Soutenu par l’ARS et le ministère de la Santé, l’actuel directeur du Vinatier (qui est également président de l’Association nationale des directeurs d’établissements psychiatriques) poursuit son plan d’économie de 10 millions d’euros. Montant identique à celui que la ministre Agnès Buzyn avait débloqué pour un « fond d’innovation organisationnel en psychiatrie »[1] ayant d’abord pour objectif d’innover dans le détournement des fonds consacrés aux soins réels vers des gadgets new age de l’ère numérique et du management néolibéral.
Au niveau de la pluralité des pratiques, toute approche faisant une place à l’humain dans sa complexité et ne figurant pas « dans le projet d’établissement » est bannie.
Donc, au Vinatier :
- Fermeture d’un CMP en pédopsychiatrie, mise en péril d’autres CMP. Ce qui va entraîner un éloignement des structures de soins et de ce fait des ruptures de soins, puisque l’on sait que la proximité est une des conditions de la continuité des soins.

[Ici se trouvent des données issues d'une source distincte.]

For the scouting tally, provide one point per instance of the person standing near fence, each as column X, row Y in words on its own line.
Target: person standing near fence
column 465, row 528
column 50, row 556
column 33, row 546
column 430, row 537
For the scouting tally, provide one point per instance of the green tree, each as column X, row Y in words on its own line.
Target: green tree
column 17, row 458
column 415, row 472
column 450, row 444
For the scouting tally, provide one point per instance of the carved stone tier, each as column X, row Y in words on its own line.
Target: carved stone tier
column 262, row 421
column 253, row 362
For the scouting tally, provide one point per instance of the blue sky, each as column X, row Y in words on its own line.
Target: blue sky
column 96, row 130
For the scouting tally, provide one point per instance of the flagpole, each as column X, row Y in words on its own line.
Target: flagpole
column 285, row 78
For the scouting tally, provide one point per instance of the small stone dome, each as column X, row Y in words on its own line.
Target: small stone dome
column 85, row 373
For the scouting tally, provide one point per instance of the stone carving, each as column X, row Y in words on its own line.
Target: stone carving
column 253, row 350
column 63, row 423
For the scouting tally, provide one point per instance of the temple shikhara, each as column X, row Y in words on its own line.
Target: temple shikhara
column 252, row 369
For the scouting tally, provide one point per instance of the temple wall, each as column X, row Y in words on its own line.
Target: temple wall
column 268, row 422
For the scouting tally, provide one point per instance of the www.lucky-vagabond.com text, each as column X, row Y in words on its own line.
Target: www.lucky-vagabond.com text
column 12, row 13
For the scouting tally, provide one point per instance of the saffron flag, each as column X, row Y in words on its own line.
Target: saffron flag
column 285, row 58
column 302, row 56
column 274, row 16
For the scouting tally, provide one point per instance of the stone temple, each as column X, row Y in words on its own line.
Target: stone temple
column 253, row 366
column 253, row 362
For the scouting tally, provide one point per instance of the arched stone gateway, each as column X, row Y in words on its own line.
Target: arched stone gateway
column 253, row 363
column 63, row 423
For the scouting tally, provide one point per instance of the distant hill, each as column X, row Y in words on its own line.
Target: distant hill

- En plus des restrictions de personnel et des postes gelés non remplacés, 73 lits seraient en passe d’être fermés. S’y ajouterait la fermeture de deux foyers et d’une unité pour personnes avec autisme et problématiques complexes…
Inclusion promue pour les uns, exclusion masquée pour les autres[2].
2) Dans la région Nouvelle Aquitaine, ce sont des structures associatives, les Centres médico-psycho-pédagogiques (CMPP) qui sont attaquées.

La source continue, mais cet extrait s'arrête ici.